Re: Cambrian Explosion

Cliff Lundberg (cliff@noe.com)
Mon, 05 Jul 1999 11:07:45 -0700

mortongr@flash.net wrote:
>At 06:44 PM 7/4/99 -0500, Susan B wrote:
>>
>>I was challenging the idea of "you never see a partial wing." Which you
>>seemed to be saying. In fact, you do. The flying squirrel and flying fish
>>have "partial" wings. Lungfish have "partial" limbs and so on.
>
>There is a partially evolved feather on Longisquama. See my web page
>http://www.flash.net/~mortongr/longisq.htm
>It apparently acted as a glider wing

The problem with such examples of 'partially evolved structures' is that
they are completely evolved structures in the organisms we see using
them. These creatures have gone into gliding; it works for them.
They've taken their own route; there's no justification for claiming that
they're on some other creature's evolutionary path, only they're just a
bit behind. Lungfish don't have 'partial limbs;' they have fully developed
lobe-fins, suited to the lives they've been living for a hundred million
years or more.

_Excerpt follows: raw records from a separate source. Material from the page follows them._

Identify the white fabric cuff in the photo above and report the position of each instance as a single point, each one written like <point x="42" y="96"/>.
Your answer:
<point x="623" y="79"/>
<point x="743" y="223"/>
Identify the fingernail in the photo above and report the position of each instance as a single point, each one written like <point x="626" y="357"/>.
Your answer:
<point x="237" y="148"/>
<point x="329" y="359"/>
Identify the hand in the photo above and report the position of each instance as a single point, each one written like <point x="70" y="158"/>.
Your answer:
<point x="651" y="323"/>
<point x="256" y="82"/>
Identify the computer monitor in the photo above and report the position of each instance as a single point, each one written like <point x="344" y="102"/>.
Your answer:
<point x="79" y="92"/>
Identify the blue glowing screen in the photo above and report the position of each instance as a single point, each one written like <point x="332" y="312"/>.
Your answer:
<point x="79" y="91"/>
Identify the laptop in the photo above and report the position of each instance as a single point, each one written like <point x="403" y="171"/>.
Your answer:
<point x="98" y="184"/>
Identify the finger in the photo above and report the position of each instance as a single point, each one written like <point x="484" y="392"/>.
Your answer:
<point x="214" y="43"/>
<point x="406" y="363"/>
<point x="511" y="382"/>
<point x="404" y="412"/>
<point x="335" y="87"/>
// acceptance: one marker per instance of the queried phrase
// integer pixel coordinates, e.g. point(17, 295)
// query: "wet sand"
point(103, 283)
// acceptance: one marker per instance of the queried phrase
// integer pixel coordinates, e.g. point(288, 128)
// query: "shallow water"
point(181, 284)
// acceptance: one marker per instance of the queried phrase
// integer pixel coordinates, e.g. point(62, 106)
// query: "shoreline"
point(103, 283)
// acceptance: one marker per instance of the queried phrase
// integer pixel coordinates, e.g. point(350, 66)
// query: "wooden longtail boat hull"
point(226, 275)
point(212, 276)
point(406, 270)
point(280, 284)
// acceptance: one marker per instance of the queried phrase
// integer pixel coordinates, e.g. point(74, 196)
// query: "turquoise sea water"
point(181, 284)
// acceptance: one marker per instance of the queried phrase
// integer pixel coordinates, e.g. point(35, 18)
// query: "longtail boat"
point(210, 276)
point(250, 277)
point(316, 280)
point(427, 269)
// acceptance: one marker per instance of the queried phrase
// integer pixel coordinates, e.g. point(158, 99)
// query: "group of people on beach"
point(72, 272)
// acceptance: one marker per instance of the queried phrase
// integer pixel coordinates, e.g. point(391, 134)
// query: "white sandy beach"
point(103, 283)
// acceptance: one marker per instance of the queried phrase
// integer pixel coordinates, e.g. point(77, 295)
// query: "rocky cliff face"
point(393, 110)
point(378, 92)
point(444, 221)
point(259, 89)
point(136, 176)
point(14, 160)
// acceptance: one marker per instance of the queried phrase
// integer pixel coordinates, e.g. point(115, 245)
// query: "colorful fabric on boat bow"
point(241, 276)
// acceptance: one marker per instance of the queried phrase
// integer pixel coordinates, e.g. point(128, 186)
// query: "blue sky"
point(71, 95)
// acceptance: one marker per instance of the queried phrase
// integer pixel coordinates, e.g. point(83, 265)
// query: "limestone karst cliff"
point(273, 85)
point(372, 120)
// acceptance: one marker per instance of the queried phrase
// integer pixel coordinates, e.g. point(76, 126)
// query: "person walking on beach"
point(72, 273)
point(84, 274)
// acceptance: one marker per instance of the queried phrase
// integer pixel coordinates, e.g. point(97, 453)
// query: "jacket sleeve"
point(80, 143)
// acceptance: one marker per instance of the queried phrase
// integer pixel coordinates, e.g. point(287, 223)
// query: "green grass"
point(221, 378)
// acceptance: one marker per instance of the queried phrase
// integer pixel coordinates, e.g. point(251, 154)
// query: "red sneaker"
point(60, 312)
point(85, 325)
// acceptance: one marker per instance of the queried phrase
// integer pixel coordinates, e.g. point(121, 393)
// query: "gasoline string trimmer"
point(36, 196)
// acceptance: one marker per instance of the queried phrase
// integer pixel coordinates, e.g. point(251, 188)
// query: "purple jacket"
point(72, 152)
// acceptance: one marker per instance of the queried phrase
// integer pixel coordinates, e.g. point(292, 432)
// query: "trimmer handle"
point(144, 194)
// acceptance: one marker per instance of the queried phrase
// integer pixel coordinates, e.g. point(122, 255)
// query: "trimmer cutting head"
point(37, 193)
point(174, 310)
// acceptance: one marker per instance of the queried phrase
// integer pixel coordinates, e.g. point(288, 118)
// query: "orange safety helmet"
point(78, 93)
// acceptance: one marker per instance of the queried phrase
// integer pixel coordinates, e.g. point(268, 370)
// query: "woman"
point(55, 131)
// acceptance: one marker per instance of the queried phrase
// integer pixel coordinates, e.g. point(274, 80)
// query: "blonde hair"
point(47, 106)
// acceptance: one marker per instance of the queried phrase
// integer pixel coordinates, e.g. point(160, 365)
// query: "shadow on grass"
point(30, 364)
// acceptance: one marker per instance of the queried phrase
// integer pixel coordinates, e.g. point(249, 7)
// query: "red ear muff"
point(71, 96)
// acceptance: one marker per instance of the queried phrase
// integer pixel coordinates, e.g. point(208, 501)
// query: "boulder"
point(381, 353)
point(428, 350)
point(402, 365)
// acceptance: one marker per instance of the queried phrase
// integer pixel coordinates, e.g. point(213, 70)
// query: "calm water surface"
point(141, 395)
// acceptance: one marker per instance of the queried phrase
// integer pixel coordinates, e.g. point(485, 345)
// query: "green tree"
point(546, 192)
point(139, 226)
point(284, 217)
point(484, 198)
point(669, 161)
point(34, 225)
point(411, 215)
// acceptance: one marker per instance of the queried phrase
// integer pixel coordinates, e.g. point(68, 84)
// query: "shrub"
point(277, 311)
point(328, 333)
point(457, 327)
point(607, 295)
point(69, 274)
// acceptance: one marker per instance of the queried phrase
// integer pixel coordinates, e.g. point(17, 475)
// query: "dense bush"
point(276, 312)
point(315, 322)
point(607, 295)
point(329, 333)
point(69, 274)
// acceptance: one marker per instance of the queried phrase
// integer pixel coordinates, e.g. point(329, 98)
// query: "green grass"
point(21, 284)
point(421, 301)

Pinnipeds have lost much of their limb structure; do
you think that if they were gradually forced to abandon the sea they
would get that limb structure back?

The evolutionary trend of reduction and specialization of segments
(particularly, serially homologous segments) is ignored in these
speculations. The speculators accept evolutionary reduction in a
desultory way, as an understandable and observable secondary
phenomenon, but despite the absence of evidence for gradual
elaboration in skeletal structure (in terms of number of parts), their
ideas typically involve just such structural elaboration.